Wednesday 9 May 2012

At last - I Saw A Sora

It was a tad breezy yesterday (Tuesday) but I thought I’d head out to Panama Flats for a spot of post-work birding, just in case anything interesting had dropped in. Given the enticing solitary sandpipers, blue-winged teals and redheads that have been found in the Victoria area over the past couple of days it seemed that things were certainly on the move.

Cackling goose
However, Panama Flats was pretty quiet and it was clear from the moment that I arrived that there were few birds around. A handful each of northern shoveler and gadwall graced the pools, along with 3 bufflehead, a few green-winged teal and American wigeon. There were also mallards with ducklings, Canada geese sat on nests, a lone cackling goose (pictured) and 15 greater white-fronted geese present.
There was a dearth of shorebirds, with just 20 or so least sandpipers and 6 western sandpipers to be found. A couple of pairs of killdeer were also on site.

Barn swallows
Huge numbers of swallows kept things interesting, the bulk being barn (pictured) and violet-greens. Small numbers of tree swallows were hawking over the water, as were 3 or 4 each of cliff and northern rough-winged swallows.
Brit birders will notice from the attached pic, just how much more ‘pink’ the underparts are on north American erythrogaster race barn swallows, compared with nominate European birds. The blue breast band is also much reduced, and often altogether absent on the American subspecies.

Weekend round-up

On Saturday I had a quick root around the Government House grounds late in the afternoon. There wasn't much going on, though a Townsend's solitaire managed to brighten up the proceedings. A drifting gaggle of 8 turkey vultures were heading slowly along the coast, and stopped off over the Gvt House for a good sniff around.
The female Cooper's hawk was sat on top of the nest; she's quite a formidable bird! There appears to be just the one pair breeding here this year, and they have chosen a far less obscure location in a more ornamental part of the grounds. 

Fairy Slipper Orchid
Sunday, Jenny and I decided we’d head out to Gowlland Tod Provincial Park, given that the weather was wonderful, sunny and warm. Our last visit to this area was marred somewhat by low cloud and drizzle, so we wanted to go back and walk up to Squally Reach to take in the legendary views of the Saanich Inlet and the Malahat.  

En route however, we made a short detour and stopped by at Maber Flats. I wasn’t too sure if the black-necked stilts were still present, but what I did know was that a couple of sora had been heard calling here in recent days. And as exciting as the stilts are in a local context, the secretive rails were of far greater interest to me as they are something of a 'bogey-bird'.

We arrived to find Jeremy Gatten and Jeremy Kimm (what is the collective noun for Jeremies?) busily scanning the watery vegetation, also in search of the diminutive rails.
They had determined that at least 2 birds were calling, but weren’t being terribly cooperative. After a while we figured out that there were in fact 3 vocalising, but as to be expected they were keeping a low profile.
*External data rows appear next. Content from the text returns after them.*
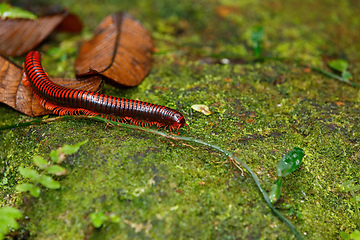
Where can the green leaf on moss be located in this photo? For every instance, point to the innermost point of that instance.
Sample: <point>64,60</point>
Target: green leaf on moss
<point>70,149</point>
<point>56,170</point>
<point>256,36</point>
<point>98,218</point>
<point>339,65</point>
<point>48,182</point>
<point>29,173</point>
<point>28,187</point>
<point>275,192</point>
<point>290,162</point>
<point>40,162</point>
<point>8,216</point>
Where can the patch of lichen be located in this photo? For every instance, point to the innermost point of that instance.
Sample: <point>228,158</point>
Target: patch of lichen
<point>162,189</point>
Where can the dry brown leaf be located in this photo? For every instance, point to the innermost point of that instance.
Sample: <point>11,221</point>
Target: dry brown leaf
<point>19,36</point>
<point>120,50</point>
<point>16,95</point>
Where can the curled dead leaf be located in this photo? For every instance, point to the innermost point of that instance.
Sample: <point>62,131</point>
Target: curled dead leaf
<point>120,50</point>
<point>18,36</point>
<point>16,95</point>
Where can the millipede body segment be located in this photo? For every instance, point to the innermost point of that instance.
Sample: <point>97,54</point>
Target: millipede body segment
<point>66,101</point>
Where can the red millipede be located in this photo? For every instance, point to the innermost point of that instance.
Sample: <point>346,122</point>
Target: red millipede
<point>66,101</point>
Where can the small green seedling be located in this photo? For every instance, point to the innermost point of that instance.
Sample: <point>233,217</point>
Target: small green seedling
<point>288,164</point>
<point>341,66</point>
<point>99,218</point>
<point>8,217</point>
<point>47,168</point>
<point>256,37</point>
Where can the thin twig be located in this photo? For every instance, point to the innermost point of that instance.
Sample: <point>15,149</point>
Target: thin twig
<point>231,156</point>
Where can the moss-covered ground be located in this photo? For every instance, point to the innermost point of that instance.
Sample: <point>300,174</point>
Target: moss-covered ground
<point>161,189</point>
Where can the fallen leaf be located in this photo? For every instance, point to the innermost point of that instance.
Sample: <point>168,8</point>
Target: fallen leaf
<point>16,95</point>
<point>19,36</point>
<point>201,108</point>
<point>120,50</point>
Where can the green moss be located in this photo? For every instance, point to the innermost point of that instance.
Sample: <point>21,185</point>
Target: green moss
<point>161,189</point>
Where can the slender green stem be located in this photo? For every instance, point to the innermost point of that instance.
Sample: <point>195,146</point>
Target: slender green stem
<point>178,138</point>
<point>356,209</point>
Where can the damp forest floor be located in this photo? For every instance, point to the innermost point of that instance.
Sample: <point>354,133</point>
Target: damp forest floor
<point>262,107</point>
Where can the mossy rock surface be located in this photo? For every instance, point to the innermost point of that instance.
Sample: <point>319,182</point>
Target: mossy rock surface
<point>162,189</point>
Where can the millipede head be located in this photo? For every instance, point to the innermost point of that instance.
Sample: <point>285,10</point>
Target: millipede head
<point>179,121</point>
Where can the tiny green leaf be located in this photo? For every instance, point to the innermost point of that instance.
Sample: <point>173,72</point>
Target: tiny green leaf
<point>28,187</point>
<point>40,162</point>
<point>54,156</point>
<point>346,74</point>
<point>290,162</point>
<point>352,188</point>
<point>114,218</point>
<point>48,182</point>
<point>345,236</point>
<point>98,218</point>
<point>10,212</point>
<point>256,36</point>
<point>29,173</point>
<point>35,191</point>
<point>8,11</point>
<point>355,235</point>
<point>70,149</point>
<point>339,65</point>
<point>24,187</point>
<point>56,170</point>
<point>275,192</point>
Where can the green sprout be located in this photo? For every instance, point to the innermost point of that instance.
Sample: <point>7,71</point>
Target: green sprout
<point>8,217</point>
<point>288,164</point>
<point>46,168</point>
<point>341,66</point>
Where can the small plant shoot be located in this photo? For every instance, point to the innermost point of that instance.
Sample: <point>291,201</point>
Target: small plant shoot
<point>288,164</point>
<point>341,66</point>
<point>256,36</point>
<point>8,217</point>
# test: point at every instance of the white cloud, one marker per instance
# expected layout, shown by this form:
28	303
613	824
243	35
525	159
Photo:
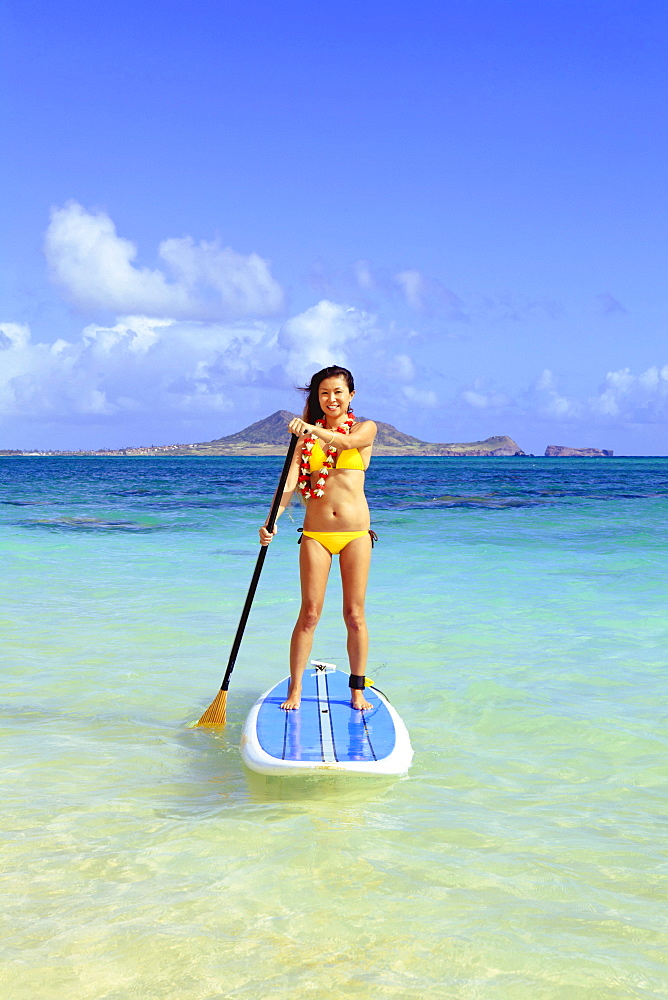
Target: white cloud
94	267
609	305
475	399
164	366
139	365
635	398
426	295
414	288
421	397
322	336
549	402
401	366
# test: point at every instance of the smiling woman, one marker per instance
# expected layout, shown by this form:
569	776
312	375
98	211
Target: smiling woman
329	470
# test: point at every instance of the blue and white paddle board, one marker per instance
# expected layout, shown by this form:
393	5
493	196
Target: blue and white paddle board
325	733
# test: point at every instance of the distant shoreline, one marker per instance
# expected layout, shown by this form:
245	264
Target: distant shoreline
269	437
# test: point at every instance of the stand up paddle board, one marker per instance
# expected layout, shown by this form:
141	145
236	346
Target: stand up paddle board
325	733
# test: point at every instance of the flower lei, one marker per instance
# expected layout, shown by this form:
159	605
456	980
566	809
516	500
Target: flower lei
304	480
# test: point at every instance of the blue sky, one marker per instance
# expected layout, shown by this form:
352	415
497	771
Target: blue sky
464	202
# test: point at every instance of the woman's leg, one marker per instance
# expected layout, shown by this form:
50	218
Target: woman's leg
314	565
355	560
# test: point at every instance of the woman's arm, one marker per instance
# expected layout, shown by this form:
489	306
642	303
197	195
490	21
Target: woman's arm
361	436
286	496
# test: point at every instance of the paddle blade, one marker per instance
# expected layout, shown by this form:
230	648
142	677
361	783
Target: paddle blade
216	713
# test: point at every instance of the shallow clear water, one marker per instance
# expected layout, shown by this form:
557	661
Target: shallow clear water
518	620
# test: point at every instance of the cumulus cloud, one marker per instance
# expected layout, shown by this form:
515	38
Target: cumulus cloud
420	397
401	366
426	295
95	268
549	401
637	398
479	397
155	365
137	365
321	336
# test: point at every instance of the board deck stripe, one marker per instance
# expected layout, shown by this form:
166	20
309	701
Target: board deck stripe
325	719
368	736
326	733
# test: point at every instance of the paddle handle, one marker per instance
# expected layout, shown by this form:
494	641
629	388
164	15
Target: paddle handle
271	521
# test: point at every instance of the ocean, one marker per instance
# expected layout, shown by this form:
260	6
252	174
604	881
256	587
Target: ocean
517	611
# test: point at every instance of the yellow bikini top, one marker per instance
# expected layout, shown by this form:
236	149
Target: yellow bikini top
350	459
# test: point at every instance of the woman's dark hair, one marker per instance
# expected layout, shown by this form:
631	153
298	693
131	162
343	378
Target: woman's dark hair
313	410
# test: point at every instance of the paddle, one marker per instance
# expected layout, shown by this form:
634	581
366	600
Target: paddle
216	713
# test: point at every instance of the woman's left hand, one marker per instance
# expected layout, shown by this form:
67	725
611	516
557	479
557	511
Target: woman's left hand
300	427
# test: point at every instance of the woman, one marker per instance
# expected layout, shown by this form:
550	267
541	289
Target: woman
331	458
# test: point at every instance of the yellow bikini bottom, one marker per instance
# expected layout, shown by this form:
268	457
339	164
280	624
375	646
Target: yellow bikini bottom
334	541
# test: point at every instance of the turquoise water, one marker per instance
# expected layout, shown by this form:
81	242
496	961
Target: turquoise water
518	620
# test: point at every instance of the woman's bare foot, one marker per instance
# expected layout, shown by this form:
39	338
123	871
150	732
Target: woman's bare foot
294	698
359	701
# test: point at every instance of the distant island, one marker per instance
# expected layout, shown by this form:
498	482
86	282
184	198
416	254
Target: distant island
559	451
270	437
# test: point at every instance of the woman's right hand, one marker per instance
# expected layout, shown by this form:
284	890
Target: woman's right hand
300	427
266	536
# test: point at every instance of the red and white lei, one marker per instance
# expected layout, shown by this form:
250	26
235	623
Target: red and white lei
304	481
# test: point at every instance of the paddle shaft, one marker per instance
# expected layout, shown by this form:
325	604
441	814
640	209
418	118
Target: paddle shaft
259	564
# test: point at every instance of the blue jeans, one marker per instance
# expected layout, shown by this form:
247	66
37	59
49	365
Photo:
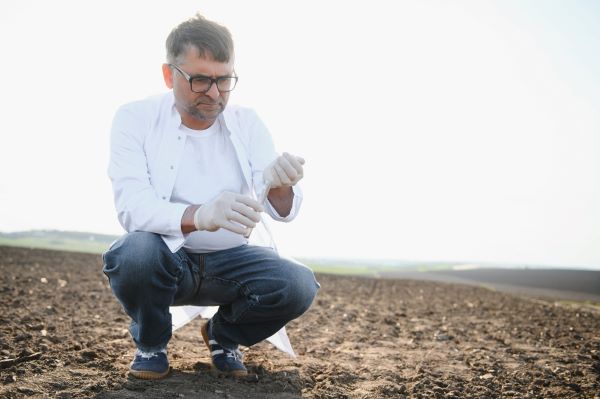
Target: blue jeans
257	291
At one point Jenny asked for my bins. Having learnt through many years’ experience that this request isn't to be ignored, I handed them over immediately (Jen has found several good birds with the power of her keen naked eye, so I never refuse…). Then came the immortal words “I think I have one”, and indeed she did! It emerged briefly, as I grappled the binocs away from her as it did an about-turn, scurrying off into the dense grasses once more, calling all the way. At last, I had seen a sora!
Despite the tolerable frequency with which the they turn up in the UK as vagrants, I had never bothered twitching one, convinced that I would run into one in the Americas somewhere, eventually.  And while the views were hardly crippling, they would certainly do. I will be going back for an attempt to get a better look, as soon as I get a nice calm rail-finding-friendly day.   
Oh, and while we were there at Maber Flats we did see those 4 black-necked stilts that everyone’s been raving about. Thanks to the inept fieldcraft of a camo-bedecked photographer we also saw a cinnamon teal, which was unceremoniously flushed while the snapper crept ever closer to the stilts. I suspect any attempts by these handsome waders to breed (it would be a first for Vancouver Island, incidentally) may be jeopardized by such shoddy behavior. Sigh…

Picnic time at Squally Reach
Our trek up to Squally Reach was great fun, and I even added multiple Pacific-slope flycatchers to my year-list. Other birds seen and heard along the way included pileated woodpecker, Townsend’s warbler and other common denizens of the uplands. The walk was brightened further by the many wildflowers encountered along the way, including western trillium, shooting stars and fairy slipper orchids (pictured above).